Under Mnuchin’s leadership, OneWest “routinely jumped to foreclosure rather than pursue options to keep borrowers in their homes; used fabricated and ‘robo-signed’ documents to secure the evictions; and had a particular talent for dispossessing the homes of senior citizens and people of color,” the New Republic contended. Maps obtained by the magazine showed that of the 36,382 OneWest California foreclosures between 2009 and 2015, 68 percent occurred in zip codes with a majority non-white population.
The New Republic said that as part of a standard deal it made on transactions for failed banks during the financial crisis, Federal Deposit Insurance Corporation agreed to cover all losses above the first 20 percent on loan defaults. That essentially lowered the foreclosure risk, and OneWest, protected by the government and taxpayer dollars, went on to rake in $3 billion in profits from 2009 to 2014. Not bad if you consider the initial investment: $1.65 billion. Meanwhile, the FDIC wound up losing $13 billion on the IndyMac deal, on top of the $2.4 billion it owed OneWest for its foreclosure costs, the New Republic said.
It all would have gone great for Mnuchin if it weren’t for the Occupy movement in Los Angeles. After it learned of the foreclosures, activists hit Mnuchin’s $26 million Bel Air estate to protest the eviction of a woman forced from her home for being two weeks late on one mortgage payment. The activists threatened to move the evicted resident’s furniture into Mnuchin’s mansion.
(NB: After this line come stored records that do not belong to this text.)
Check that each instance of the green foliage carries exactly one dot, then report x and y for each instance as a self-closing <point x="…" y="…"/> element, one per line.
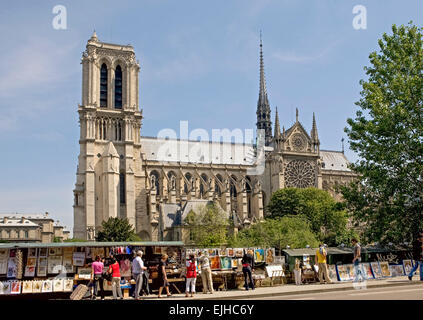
<point x="279" y="232"/>
<point x="387" y="134"/>
<point x="116" y="229"/>
<point x="209" y="227"/>
<point x="328" y="219"/>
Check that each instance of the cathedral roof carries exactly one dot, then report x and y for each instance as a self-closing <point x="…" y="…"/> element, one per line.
<point x="201" y="152"/>
<point x="334" y="160"/>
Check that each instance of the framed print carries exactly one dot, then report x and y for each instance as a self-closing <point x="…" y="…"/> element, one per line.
<point x="79" y="259"/>
<point x="43" y="252"/>
<point x="397" y="270"/>
<point x="58" y="285"/>
<point x="408" y="266"/>
<point x="27" y="286"/>
<point x="37" y="286"/>
<point x="238" y="252"/>
<point x="54" y="264"/>
<point x="68" y="285"/>
<point x="259" y="255"/>
<point x="47" y="286"/>
<point x="15" y="287"/>
<point x="32" y="252"/>
<point x="377" y="271"/>
<point x="12" y="268"/>
<point x="215" y="263"/>
<point x="270" y="255"/>
<point x="384" y="266"/>
<point x="332" y="273"/>
<point x="30" y="267"/>
<point x="367" y="270"/>
<point x="225" y="263"/>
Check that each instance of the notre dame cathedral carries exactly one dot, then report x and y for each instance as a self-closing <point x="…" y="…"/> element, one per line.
<point x="123" y="174"/>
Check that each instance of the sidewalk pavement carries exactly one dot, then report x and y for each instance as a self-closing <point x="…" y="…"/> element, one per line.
<point x="292" y="289"/>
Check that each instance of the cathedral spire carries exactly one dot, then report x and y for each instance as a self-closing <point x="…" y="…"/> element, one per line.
<point x="263" y="107"/>
<point x="277" y="133"/>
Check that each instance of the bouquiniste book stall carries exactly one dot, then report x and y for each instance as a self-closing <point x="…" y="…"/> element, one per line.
<point x="57" y="268"/>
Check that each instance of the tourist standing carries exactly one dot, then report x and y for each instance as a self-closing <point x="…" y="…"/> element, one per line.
<point x="321" y="255"/>
<point x="115" y="271"/>
<point x="162" y="277"/>
<point x="191" y="275"/>
<point x="137" y="273"/>
<point x="297" y="271"/>
<point x="417" y="257"/>
<point x="357" y="259"/>
<point x="206" y="275"/>
<point x="97" y="277"/>
<point x="247" y="269"/>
Eventually 20 police officers and a helicopter were called in to restore order.
Mnuchin grew up in one of the wealthiest families in New York City. His father, Robert Mnuchin, worked for Goldman Sachs for 30 years before opening a posh art gallery that sold Kandinskys and de Koonings. But that didn’t stop his son from pocketing $3.2 million from Bernie Madoff’s Ponzi scheme victims. According to Bloomberg, Mnuchin Jr. withdrew the cash from his mother’s account right before the scheme blew up. It was money that was essentially stolen from Madoff’s investors, who lost everything. Madoff’s victims sued Mnuchin in an attempt to recoup some of their savings, but the suit was dropped because of time restrictions.
Neither the Trump campaign nor Mnuchin responded to TheWrap’s request for comment. But in an August interview with TheWrap, Mnuchin dismissed most of the negative stories about him as old news. He also took issue with reports that his relationship with Trump had been strained in the past.
“I’ve known Donald Trump for 15 years,” Mnuchin said. “He wouldn’t have asked me if he didn’t have confidence in me and I wouldn’t have accepted on the spot if I didn’t have a lot of confidence in him. We’ve done business together.”